For the last two weeks, I have written about Gary, a recovering alcoholic and addict, who even to this day continues to reach out to help others. On September 11, 2001, from his office Gary saw the twin towers of the World Trade Center collapse. Although in pain from a bad case of the shingles, he wanted to do whatever he could. So he asked God to use him. As he prayed and walked, he ended up in a Triage in Hoboken, NJ, where he listened to people tell their stories.
Often as Gary worked through the day, his thoughts went back to the time when he had been homeless because of his alcohol and drug abuse, how he had no hope, and how his life seemed to be over. But that day in the Hoboken Triage he was being used to comfort people who felt hopeless – just like he had. He felt like a wounded healer.
Late in the day as Gary was taking a break, an exhausted emergency health worker sat down beside him. He said to Gary, ‘Would I like a drink! But I can’t do that. I’m a recovering alcoholic, and I’m feeling a little bit sorry for myself. Tonight I was going to celebrate my three years of sobriety, but I won’t make it. I need to be here.”
Without even thinking, Gary reached into his pocket and took out his recently earned three-year sobriety coin. He took the worker’s hand and put the coin in it. ‘Well, here is your three-year anniversary award. Congratulations. You certainly deserve it,’ was all he could say. They hugged promising to remember their mutual three-year ‘celebration.’
After midnight, dazed and exhausted, Gary finally reached his apartment. It had been a long day. His body ached, and he was covered with ashes and dirt. Although he wanted to fall into bed and sleep, he knew he had to take a shower. As he rinsed the soap from his body, he was shocked to see that his painful shingles blisters had turned into scabs. He watched in wonder as the water washed the scabs off his body and down the drain.
Somehow that day Gary had been healed of the shingles. But that healing seemed small to Gary compared to the spiritual healing that took place inside him. He understood that the more he listened and the more people were helped by him, the more strength he received. Gary learned an important lesson – that the way to heal yourself is not to focus on your own difficulties but to give yourself in service to others.

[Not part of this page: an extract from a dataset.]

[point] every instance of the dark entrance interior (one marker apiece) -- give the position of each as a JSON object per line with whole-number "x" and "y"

Sometimes, when we are tired and hurting from our tribulations and afflictions, we may find that reaching out and helping others in need is the most healing thing we can do for ourselves – and for others. By responding with courage and compassion to suffering and loss, we may find deeper meaning and significance in our lives.
Beloved Healer, we thank you for the lessons we can learn from you and from one another. We ask that you teach us to truly trust in you, to learn to follow your example of reaching out to others – even when we are exhausted or in pain or in doubt. May we remember that you are our great healer. We thank you. Amen.